The question for Biden, who became the 21st Democrat to toss his hat in the ring, is whether he is tough enough to be president. And, given the youthful fervor of the Democratic Party these days, is he, at age 76, too old?

I'd never say someone is too old for a given job, assuming qualifications and good health. I might question why anyone would want to be president at any age, but Biden's explanation rings true. He is viewed by many as the candidate most likely to take Trump down. To kill him with kindness, as it were, as well as with experience, knowledge, and a remarkable personal history.

That Biden isn't a cauldron of raging hormones, or shouting slogans of radical change, is likely more comforting than not to many Americans, including baby boomers who aren't dead yet and who tend to vote. Moreover, he's a longtime populist and activist for America's working class, thus perfectly positioned to woo back some of the almost 40 million white working-class Americans who voted for Trump.

Unlike Trump and Sen. Bernie Sanders - 72 and 77, respectively - Biden isn't a grumpy old man. He's got a megawatt smile and doesn't hide it behind a pout. He's imperfect, yes. But his malaprops and his too-affectionate ways are endearing compared with the boasts and bloody bombast of The Current Occupant.

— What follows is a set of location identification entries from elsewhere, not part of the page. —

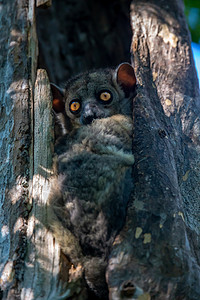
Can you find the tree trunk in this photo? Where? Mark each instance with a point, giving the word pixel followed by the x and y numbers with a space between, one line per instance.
pixel 156 255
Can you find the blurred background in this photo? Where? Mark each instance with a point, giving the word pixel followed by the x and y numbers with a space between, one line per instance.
pixel 77 35
pixel 192 12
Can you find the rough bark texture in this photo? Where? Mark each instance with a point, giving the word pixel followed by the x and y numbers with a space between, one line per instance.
pixel 15 80
pixel 156 256
pixel 157 253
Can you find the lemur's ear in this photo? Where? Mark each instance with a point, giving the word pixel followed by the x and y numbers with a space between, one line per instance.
pixel 58 94
pixel 125 76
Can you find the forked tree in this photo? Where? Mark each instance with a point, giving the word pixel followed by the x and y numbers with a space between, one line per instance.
pixel 156 255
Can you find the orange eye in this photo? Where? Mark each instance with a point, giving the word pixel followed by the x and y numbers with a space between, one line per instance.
pixel 75 106
pixel 105 96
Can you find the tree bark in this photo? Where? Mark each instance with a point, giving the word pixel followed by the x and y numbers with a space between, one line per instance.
pixel 18 65
pixel 156 255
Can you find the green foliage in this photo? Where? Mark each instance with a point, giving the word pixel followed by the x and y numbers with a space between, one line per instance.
pixel 192 12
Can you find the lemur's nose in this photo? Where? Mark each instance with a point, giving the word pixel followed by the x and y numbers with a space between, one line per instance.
pixel 90 112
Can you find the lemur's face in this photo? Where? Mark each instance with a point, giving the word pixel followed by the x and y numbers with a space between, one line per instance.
pixel 99 94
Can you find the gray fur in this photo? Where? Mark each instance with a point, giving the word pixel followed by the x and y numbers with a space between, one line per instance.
pixel 91 188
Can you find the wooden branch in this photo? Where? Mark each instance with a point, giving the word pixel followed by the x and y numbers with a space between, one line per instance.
pixel 44 3
pixel 42 262
pixel 156 256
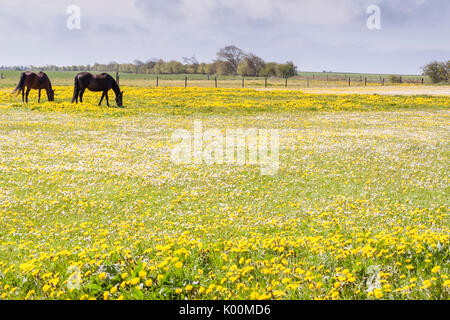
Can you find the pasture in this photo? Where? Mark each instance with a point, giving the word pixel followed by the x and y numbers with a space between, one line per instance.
pixel 92 207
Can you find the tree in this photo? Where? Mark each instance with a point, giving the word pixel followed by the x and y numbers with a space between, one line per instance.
pixel 223 68
pixel 270 69
pixel 191 64
pixel 231 54
pixel 437 71
pixel 287 69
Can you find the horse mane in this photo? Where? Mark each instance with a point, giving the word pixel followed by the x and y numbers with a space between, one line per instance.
pixel 115 86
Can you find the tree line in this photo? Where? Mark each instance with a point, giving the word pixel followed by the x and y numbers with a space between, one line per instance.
pixel 230 60
pixel 437 71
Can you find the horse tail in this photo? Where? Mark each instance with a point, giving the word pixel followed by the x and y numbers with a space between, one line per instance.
pixel 76 89
pixel 21 84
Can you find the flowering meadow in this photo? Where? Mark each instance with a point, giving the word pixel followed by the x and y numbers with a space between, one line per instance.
pixel 92 207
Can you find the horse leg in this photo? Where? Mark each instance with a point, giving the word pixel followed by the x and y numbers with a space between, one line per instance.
pixel 100 103
pixel 107 100
pixel 27 93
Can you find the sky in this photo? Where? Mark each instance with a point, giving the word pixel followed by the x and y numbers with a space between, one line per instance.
pixel 317 35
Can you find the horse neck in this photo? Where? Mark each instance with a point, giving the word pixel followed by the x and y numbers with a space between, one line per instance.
pixel 115 87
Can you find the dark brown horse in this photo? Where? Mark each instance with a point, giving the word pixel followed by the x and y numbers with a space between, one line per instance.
pixel 38 81
pixel 99 82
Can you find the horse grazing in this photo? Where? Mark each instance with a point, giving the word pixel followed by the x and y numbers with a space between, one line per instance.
pixel 38 81
pixel 99 82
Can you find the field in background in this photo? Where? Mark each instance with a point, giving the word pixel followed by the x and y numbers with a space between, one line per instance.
pixel 92 207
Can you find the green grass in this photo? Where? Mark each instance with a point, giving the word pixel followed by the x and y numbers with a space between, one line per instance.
pixel 357 210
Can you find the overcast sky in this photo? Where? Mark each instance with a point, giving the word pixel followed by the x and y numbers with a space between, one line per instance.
pixel 316 35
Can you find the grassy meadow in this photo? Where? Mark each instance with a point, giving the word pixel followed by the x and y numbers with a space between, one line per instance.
pixel 92 207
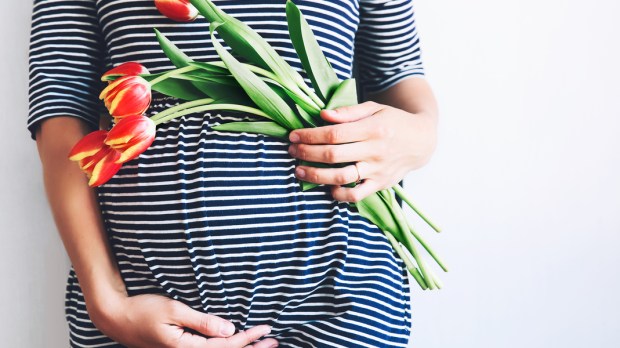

Finally, age confers some privileges: Joe won't have to chop wood, shoot a gun, or perform any of the other "manly" stunts male candidates often do, presumably to convey strength, stamina, virility, or whatever. Really, hasn't this gimmick run its course? The presidency hardly requires that one mount a rough steed and spear an antelope for din-din. Besides, we've all witnessed Biden's suffering and profound grief. He doesn't have to prove a thing.

Come primary season, Biden may well be the only Democrat for whom Republicans could vote and, later, the only one who could graciously show Trump out. But all factors considered, he's not otherwise the obvious candidate. That person is a male veteran and a former Navy intelligence officer who studied at Harvard and Oxford as a Rhodes Scholar. Well-rounded, in other words. At 37, he's very young, but he speaks engagingly in ways that wouldn't strike fear in the elder heart.

Pete Buttigieg, who has served as mayor of South Bend, Ind., since 2012, is the Barack Obama of his generation, a composite of opposites generated by an anti-Trump algorithm. And he's today's quintessential candidate. The country may not yet be ready for a gay man and his husband in the White House, but Buttigieg is in my view the most significant voice in the presidential race.

And, hey, you can call him Mayor Pete.